For the foregoing reasons, we affirm the District Court’s dismissal of Defendants’ § 2241 petitions.

[1] The District Court had jurisdiction under 28 U.S.C. § 2241. This Court has jurisdiction pursuant to 28 U.S.C. §§ 1291, 2253. We exercise plenary review over a district court’s denial of habeas corpus relief. Vega v. United States, 493 F.3d 310, 314 (3d Cir. 2007). We review the district court’s factual findings for clear error. Id.

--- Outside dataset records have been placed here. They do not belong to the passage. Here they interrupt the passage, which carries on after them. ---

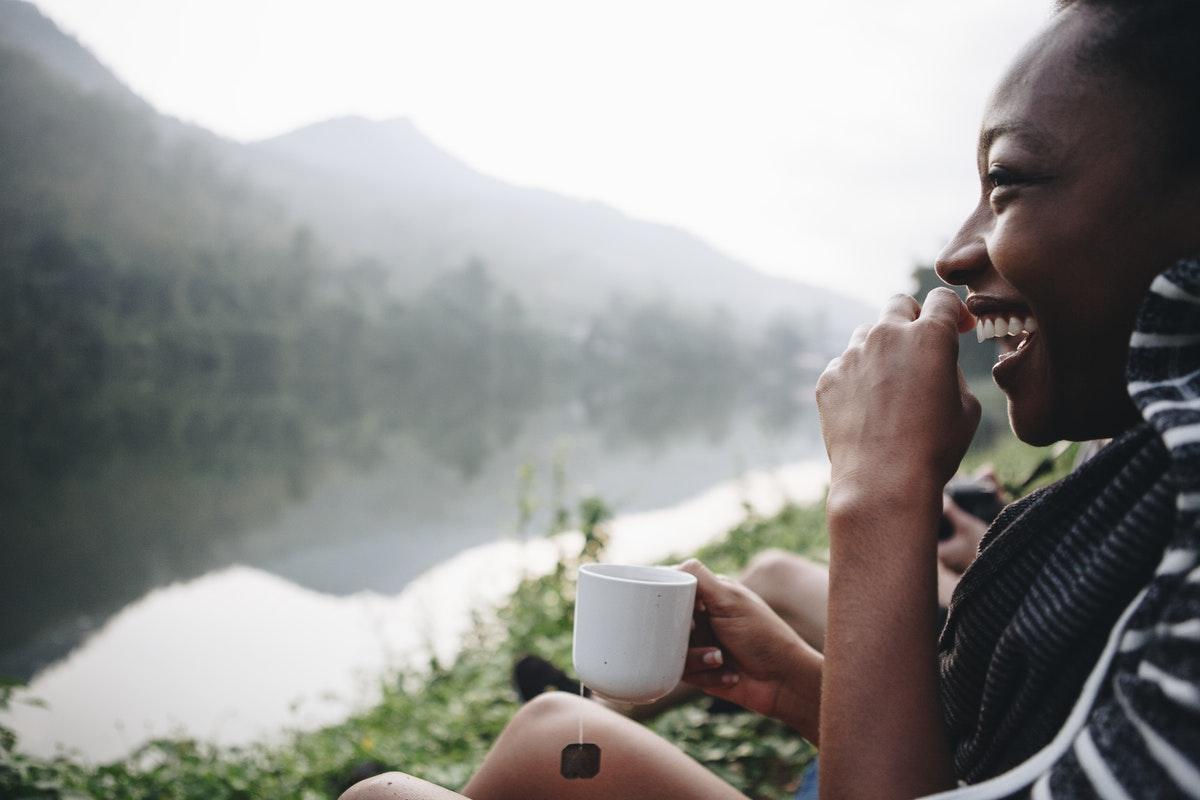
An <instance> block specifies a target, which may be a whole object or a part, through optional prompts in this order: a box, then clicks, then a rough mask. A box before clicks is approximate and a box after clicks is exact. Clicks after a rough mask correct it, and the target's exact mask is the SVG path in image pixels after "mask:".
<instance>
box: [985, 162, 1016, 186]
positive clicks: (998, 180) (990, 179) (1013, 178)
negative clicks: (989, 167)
mask: <svg viewBox="0 0 1200 800" xmlns="http://www.w3.org/2000/svg"><path fill="white" fill-rule="evenodd" d="M1015 182H1016V175H1014V174H1013V173H1010V172H1008V170H1007V169H1004V168H1003V167H992V168H991V169H990V170H989V172H988V187H989V188H994V190H996V188H1001V187H1003V186H1012V185H1013V184H1015Z"/></svg>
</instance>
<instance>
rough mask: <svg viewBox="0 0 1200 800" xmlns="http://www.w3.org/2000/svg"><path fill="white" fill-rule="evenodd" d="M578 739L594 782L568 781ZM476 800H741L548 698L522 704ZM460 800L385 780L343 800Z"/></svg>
mask: <svg viewBox="0 0 1200 800" xmlns="http://www.w3.org/2000/svg"><path fill="white" fill-rule="evenodd" d="M581 712H582V714H583V736H584V739H586V740H587V741H592V742H595V744H598V745H599V746H600V751H601V757H600V774H599V775H598V776H596V777H594V778H590V780H574V781H568V780H565V778H564V777H562V776H560V775H559V772H558V764H559V753H560V752H562V750H563V747H564V746H566V745H569V744H571V742H574V741H576V736H577V732H578V723H580V714H581ZM463 796H467V798H473V799H474V800H540V799H545V800H551V799H553V800H600V799H601V798H602V799H605V800H608V799H611V798H622V800H642V799H644V800H655V799H659V798H672V799H676V798H678V799H679V800H686V799H689V798H696V799H697V800H701V799H704V800H745V795H743V794H740V793H739V792H737V790H736V789H734V788H733V787H731V786H730V784H727V783H725V782H724V781H721V780H720V778H719V777H716V776H715V775H713V774H712V772H709V771H708V770H707V769H704V768H703V766H701V765H700V764H698V763H696V762H694V760H692V759H690V758H688V757H686V756H685V754H684V753H683V752H682V751H680V750H678V748H677V747H676V746H674V745H672V744H670V742H667V741H666V740H665V739H661V738H660V736H658V735H655V734H653V733H650V730H648V729H647V728H643V727H642V726H640V724H638V723H636V722H634V721H631V720H629V718H626V717H623V716H620V715H619V714H616V712H613V711H610V710H607V709H605V708H604V706H601V705H599V704H596V703H592V702H589V700H581V699H580V698H577V697H575V696H571V694H565V693H563V692H548V693H546V694H540V696H538V697H535V698H534V699H533V700H530V702H529V703H527V704H526V705H524V706H523V708H522V709H521V710H520V711H518V712H517V715H516V716H515V717H512V722H510V723H509V726H508V727H506V728H505V729H504V733H503V734H500V738H499V739H498V740H497V742H496V746H494V747H493V748H492V752H490V753H488V754H487V758H485V759H484V765H482V766H481V768H480V769H479V772H476V774H475V777H473V778H472V780H470V783H468V784H467V787H466V788H464V789H463ZM457 798H460V795H457V794H455V793H452V792H448V790H445V789H442V788H439V787H436V786H432V784H430V783H425V782H424V781H416V780H415V778H412V777H408V776H406V775H401V774H398V772H388V774H385V775H380V776H377V777H373V778H371V780H368V781H364V782H362V783H358V784H355V786H354V787H352V788H350V790H349V792H347V793H346V794H344V795H342V800H451V799H457Z"/></svg>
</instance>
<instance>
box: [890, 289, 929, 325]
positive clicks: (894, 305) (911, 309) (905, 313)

[2] After the decision in Santos, Congress amended the money laundering statute to define “proceeds” as “any property derived from or obtained or retained, directly or indirectly, through some form of unlawful activity, including the gross receipts of such activity.” Fraud Enforcement and Recovery Act of 2009, Pub.L. No. 111-21, § 2(f)(1), 123 Stat. 1617, 1618 (codified as amended at 18 U.S.C. § 1956(c)(9)) (emphasis added). Thus, Santos is inapplicable to any case charged under the new version of the statute. All parties in the instant cases concede, however, that the cases must be decided based on the prior version of the statute, as interpreted by Santos.
[3] In light of this holding, we need not address the Government’s argument that Tony Houran waived his right to file the instant appeal.